Risk Management for 5th Graders
A few weeks ago, I was asked to give a 20 minute presentation to 6 different classes about my job during Career Day at my son's elementary school. While I am comfortable giving presentations, I knew that this one was going to be challenging: How do you talk about Risk Based Inspection (RBI) with 5th graders? I chose to describe our career field as "Risk Management" instead of "Risk Based Inspection". I thought this would help keep the discussion more general in nature to better promote understanding of risk concepts, and to discuss the Risk Management goal of preventing failures in terms of something the students could relate to (i.e. not process equipment).
Since all students had likely operated one, I used a flashlight to discuss Risk Management. I first posed a brainstorming question: "What is the most common reason that a flashlight fails?". While answers included everything from batteries, bulbs, switches, wiring, to "I lost the flashlight", and even "the flashlight was run over and crushed", the consensus for all groups was batteries ("dead" or "worn out").

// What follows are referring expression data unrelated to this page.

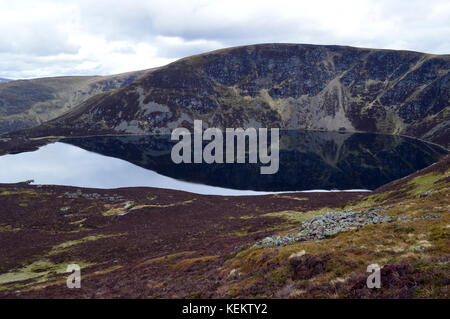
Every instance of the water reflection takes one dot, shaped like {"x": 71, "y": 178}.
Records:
{"x": 308, "y": 160}
{"x": 64, "y": 164}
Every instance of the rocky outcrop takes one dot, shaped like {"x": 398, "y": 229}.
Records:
{"x": 280, "y": 85}
{"x": 328, "y": 224}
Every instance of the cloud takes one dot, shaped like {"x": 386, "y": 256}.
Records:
{"x": 49, "y": 37}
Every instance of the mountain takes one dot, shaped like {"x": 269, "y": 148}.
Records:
{"x": 278, "y": 85}
{"x": 27, "y": 103}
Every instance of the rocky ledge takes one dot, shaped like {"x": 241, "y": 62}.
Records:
{"x": 328, "y": 224}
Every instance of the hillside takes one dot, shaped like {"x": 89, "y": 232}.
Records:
{"x": 278, "y": 85}
{"x": 27, "y": 103}
{"x": 156, "y": 243}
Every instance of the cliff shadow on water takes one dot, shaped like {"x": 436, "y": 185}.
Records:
{"x": 308, "y": 160}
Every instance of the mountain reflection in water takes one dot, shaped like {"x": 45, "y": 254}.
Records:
{"x": 308, "y": 160}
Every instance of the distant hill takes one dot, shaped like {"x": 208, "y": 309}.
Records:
{"x": 298, "y": 86}
{"x": 27, "y": 103}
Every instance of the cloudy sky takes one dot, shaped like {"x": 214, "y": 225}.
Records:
{"x": 85, "y": 37}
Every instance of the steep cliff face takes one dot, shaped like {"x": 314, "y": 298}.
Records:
{"x": 27, "y": 103}
{"x": 279, "y": 85}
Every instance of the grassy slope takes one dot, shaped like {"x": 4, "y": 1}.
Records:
{"x": 27, "y": 103}
{"x": 175, "y": 244}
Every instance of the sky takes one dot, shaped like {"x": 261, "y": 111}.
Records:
{"x": 84, "y": 37}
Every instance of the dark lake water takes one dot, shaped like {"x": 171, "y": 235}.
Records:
{"x": 308, "y": 161}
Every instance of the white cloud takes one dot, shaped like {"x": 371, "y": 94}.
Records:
{"x": 49, "y": 38}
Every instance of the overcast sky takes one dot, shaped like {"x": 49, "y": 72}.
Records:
{"x": 52, "y": 38}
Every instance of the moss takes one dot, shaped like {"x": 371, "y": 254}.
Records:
{"x": 427, "y": 182}
{"x": 6, "y": 228}
{"x": 297, "y": 217}
{"x": 168, "y": 258}
{"x": 189, "y": 262}
{"x": 63, "y": 246}
{"x": 36, "y": 272}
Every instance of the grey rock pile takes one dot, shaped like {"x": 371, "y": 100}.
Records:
{"x": 79, "y": 193}
{"x": 328, "y": 224}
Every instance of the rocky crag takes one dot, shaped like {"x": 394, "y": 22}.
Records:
{"x": 293, "y": 86}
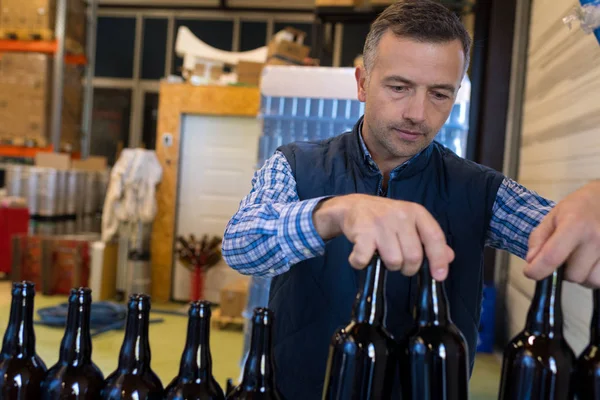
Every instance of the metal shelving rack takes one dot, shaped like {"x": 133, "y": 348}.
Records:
{"x": 57, "y": 47}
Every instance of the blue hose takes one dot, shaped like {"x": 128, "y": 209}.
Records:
{"x": 105, "y": 316}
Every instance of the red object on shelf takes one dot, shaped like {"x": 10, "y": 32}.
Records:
{"x": 28, "y": 152}
{"x": 198, "y": 284}
{"x": 40, "y": 46}
{"x": 13, "y": 221}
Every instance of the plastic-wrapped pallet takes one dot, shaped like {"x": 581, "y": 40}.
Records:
{"x": 305, "y": 104}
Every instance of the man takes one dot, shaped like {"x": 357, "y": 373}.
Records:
{"x": 316, "y": 209}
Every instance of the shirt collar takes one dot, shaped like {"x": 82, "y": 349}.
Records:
{"x": 369, "y": 160}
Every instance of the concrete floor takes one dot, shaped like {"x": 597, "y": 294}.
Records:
{"x": 167, "y": 340}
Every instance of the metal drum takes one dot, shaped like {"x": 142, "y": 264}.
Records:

Once we established that batteries were the most common cause of flashlight failures, I introduced the real-world problem of limited resources by asking: "Do you put new batteries in a flashlight each time that you use it?" The students answered no, and provided reasons why including the cost of batteries and time required to replace batteries. I then posed a challenge: "There are three identical flashlights that may need to be used simultaneously, but you only have one new set of replacement batteries."
Probability - How likely?
For our probability discussion, I introduced the three identical flashlights as follows: one with one year old batteries, one with three year old batteries, and one with new batteries. While some students asked "Which one had been used more?", my answer was "We don't know". I then asked them to rank the flashlights from "Most likely to fail" to "Least likely to fail". The consensus was that the flashlight with three year old batteries was most likely to fail, and this flashlight was their overwelming choice when asked: "Whice one do you want to change the batteries in first?"
Consequence - How serious?
To introduce consequence, I gave the students three scenarios where the might need a flashlight and asked "How serious would it be if your flashlight failed in this situation?" The three scenarios where a flashlight might be needed were: "In a classroom in case the power goes out", "To find your way our of a dark cave", and "Outside on a sunny day". The students easily identified "To find your way out of a dark cave" as the most serious situation and "Outside on a sunny day" as the least serious situation.
Risk - Probability and Consequence
To bring together the concepts of probability and consequence, I assigned the three flashlights to the three situations graphically on a risk matrix:
- The flashlight with three year old batteries will be needed outside on a sunny day (highest probability x lowest consequence="middle" risk)
- The flashlight with one year old batteries will be needed to find your way out of a dark cave (middle probability x highest consequence="highest risk")
- The flashlight with new batteries will be needed in case the power goes out in the classroom (lowest probability x middle consequence="lowest risk")
I concluded the presentation with the question: "Based upon risk, now which flashlight would your replace the batteries first?" It was great to finish up our discussion by talking about why they changed their minds and now chose the flashlight with the one year old batteries.